Erdogan submits Paris Climate Agreement to parliament for ratification

Turkish President Recep Tayyip Erdogan has submitted the Paris Climate Agreement to parliament for ratification. The agreement was signed by Turkey back in 2016, but was not put into force due to financial disputes.

Turkish regime leader Recep Tayyip Erdogan has submitted the Paris Agreement on climate change to the parliament in Ankara for ratification. The Environment Ministry did not provide any information on when the agreement might be adopted. However, it is likely to happen before the U.N. Climate Change Conference COP26 in Glasgow, Scotland, in early November. The move is seen as an electoral political move by the Turkish president. The climate justice movement in Turkey has been fighting for ratification of the international treaty for years.

Erdogan had announced accession to the Paris Agreement at the UN General Assembly in New York early last week. Although Turkey had already signed the treaty in April 2016, it had not subsequently ratified it. The background was a dispute over whether the country, despite being classified as a developed country, could claim financial relief in meeting climate targets, which are actually reserved for poorer countries. Erdogan spoke of "injustices," and claimed that "progress" had recently been made.

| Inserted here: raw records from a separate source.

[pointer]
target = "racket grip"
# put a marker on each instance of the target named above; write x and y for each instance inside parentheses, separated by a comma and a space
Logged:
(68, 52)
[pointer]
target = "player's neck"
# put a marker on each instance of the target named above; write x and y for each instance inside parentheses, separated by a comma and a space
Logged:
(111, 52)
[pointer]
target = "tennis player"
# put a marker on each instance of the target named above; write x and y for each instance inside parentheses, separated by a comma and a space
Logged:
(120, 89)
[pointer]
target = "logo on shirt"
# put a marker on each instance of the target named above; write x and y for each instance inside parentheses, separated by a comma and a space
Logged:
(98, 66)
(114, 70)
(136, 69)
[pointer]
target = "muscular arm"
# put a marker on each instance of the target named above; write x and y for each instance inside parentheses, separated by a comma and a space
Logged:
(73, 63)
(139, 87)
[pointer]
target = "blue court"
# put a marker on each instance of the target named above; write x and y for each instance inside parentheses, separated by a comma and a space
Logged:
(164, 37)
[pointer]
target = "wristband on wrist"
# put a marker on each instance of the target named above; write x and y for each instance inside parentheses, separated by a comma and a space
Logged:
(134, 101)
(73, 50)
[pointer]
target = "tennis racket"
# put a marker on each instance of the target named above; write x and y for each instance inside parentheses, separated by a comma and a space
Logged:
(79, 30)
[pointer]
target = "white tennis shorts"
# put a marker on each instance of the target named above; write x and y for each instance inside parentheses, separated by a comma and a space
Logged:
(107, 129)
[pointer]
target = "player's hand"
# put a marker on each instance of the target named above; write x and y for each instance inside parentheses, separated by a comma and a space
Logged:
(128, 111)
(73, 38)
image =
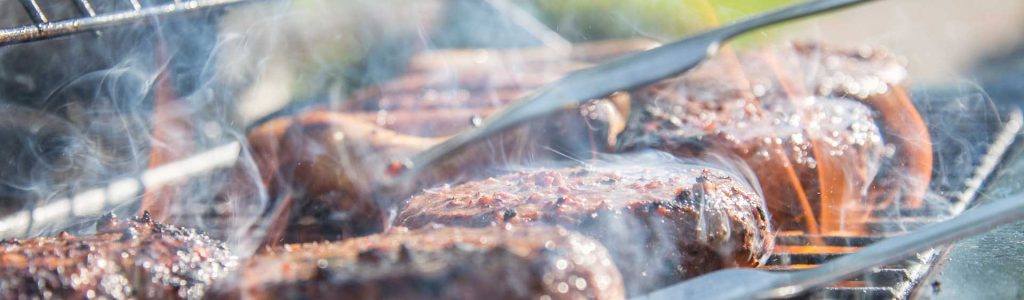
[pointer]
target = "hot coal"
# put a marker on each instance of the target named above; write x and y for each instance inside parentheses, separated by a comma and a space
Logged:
(126, 259)
(434, 263)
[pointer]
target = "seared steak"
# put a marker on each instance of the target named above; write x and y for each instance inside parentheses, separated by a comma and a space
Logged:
(320, 167)
(662, 219)
(434, 263)
(817, 125)
(127, 259)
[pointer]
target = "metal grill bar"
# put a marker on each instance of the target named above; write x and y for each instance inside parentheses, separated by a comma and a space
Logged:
(43, 29)
(35, 12)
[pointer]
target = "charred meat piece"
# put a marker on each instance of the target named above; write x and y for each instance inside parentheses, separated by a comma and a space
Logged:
(127, 259)
(320, 166)
(662, 219)
(434, 263)
(827, 131)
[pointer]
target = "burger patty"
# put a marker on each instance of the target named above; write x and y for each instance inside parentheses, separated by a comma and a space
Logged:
(320, 167)
(127, 259)
(663, 219)
(434, 263)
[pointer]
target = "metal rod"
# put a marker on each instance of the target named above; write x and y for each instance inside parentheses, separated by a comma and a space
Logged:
(85, 7)
(135, 4)
(35, 12)
(62, 28)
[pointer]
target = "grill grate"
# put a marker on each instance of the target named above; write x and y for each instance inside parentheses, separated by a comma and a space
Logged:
(89, 17)
(895, 281)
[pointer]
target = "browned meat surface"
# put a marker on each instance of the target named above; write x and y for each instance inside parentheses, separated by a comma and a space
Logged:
(827, 131)
(127, 259)
(662, 219)
(320, 167)
(434, 263)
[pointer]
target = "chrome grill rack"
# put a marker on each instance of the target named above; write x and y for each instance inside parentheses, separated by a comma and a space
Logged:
(90, 17)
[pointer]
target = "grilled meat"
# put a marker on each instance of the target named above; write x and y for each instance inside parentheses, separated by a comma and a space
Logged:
(320, 166)
(127, 259)
(814, 123)
(663, 219)
(434, 263)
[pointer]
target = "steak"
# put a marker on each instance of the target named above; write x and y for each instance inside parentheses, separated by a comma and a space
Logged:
(320, 166)
(126, 259)
(827, 131)
(434, 263)
(662, 218)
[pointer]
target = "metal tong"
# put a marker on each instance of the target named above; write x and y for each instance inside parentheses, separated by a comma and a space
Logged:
(754, 284)
(623, 74)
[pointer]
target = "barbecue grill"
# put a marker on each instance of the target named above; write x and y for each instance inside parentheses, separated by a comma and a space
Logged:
(795, 250)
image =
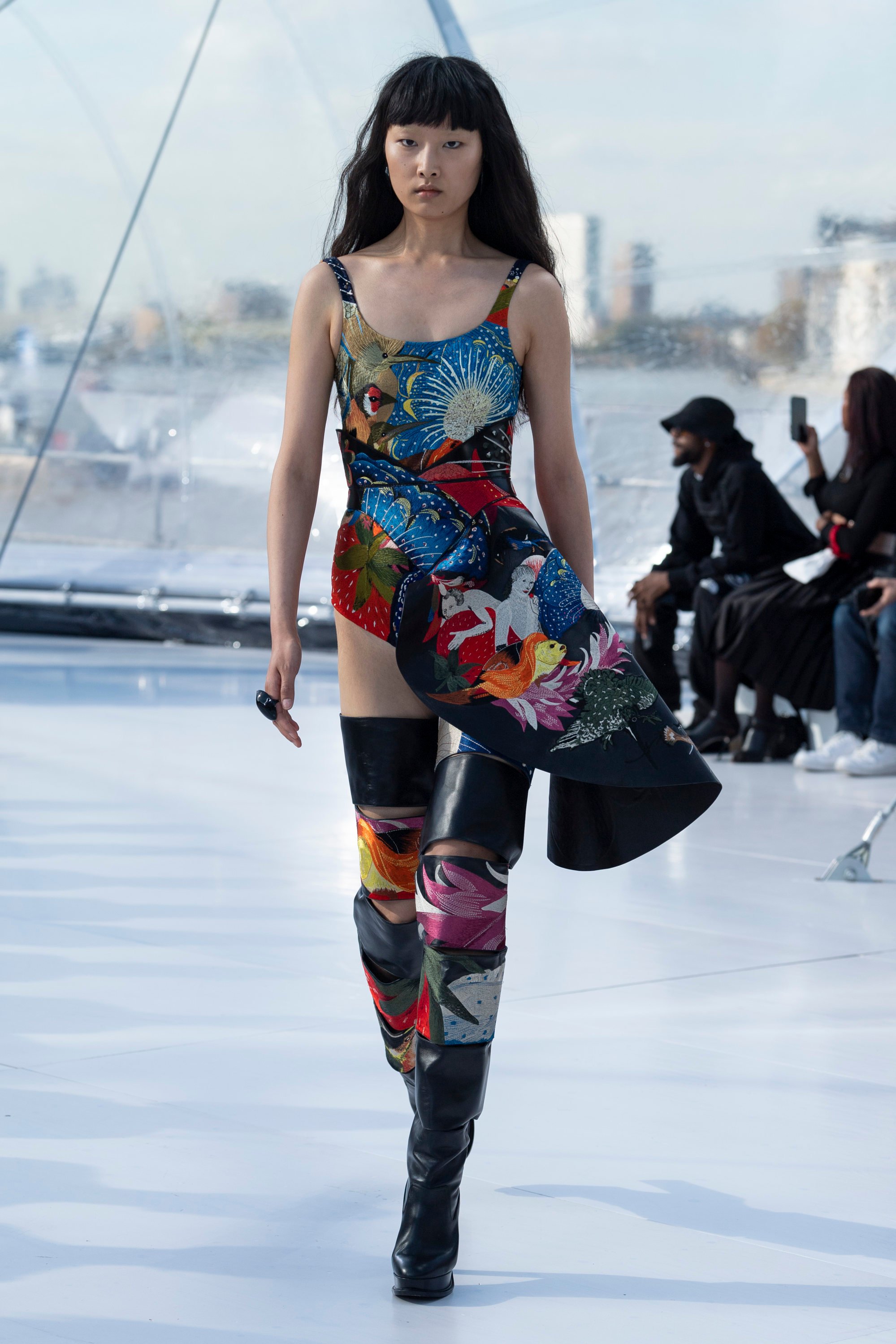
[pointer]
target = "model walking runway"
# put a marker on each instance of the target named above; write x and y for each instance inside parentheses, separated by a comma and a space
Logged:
(472, 651)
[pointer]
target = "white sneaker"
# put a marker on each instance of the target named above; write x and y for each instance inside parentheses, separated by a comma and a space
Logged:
(870, 758)
(841, 745)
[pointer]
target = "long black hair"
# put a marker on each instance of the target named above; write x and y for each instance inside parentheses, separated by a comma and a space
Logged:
(872, 417)
(504, 212)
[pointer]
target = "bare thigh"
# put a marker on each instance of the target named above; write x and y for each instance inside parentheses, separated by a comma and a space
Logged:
(371, 687)
(370, 683)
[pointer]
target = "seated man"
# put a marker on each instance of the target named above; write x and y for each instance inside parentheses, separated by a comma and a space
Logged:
(731, 525)
(866, 682)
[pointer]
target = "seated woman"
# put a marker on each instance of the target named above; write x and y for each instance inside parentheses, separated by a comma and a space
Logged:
(775, 634)
(866, 663)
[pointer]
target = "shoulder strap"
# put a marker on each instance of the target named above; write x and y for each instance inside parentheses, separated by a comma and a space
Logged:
(343, 279)
(499, 314)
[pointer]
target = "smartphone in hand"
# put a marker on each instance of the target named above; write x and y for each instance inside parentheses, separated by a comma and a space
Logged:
(798, 419)
(866, 597)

At the 2015 Paris Climate Agreement, the international community agreed to limit global warming to 1.5 degrees compared to the pre-industrial era, if possible. However, a recently published UN report sees the earth on the dangerous path of 2.7 degrees of warming without a radical change in course. Turkey is among the few signatories that have not yet ratified the agreement. The agreement has also not been ratified by Eritrea, Iran, Iraq, Libya and Yemen.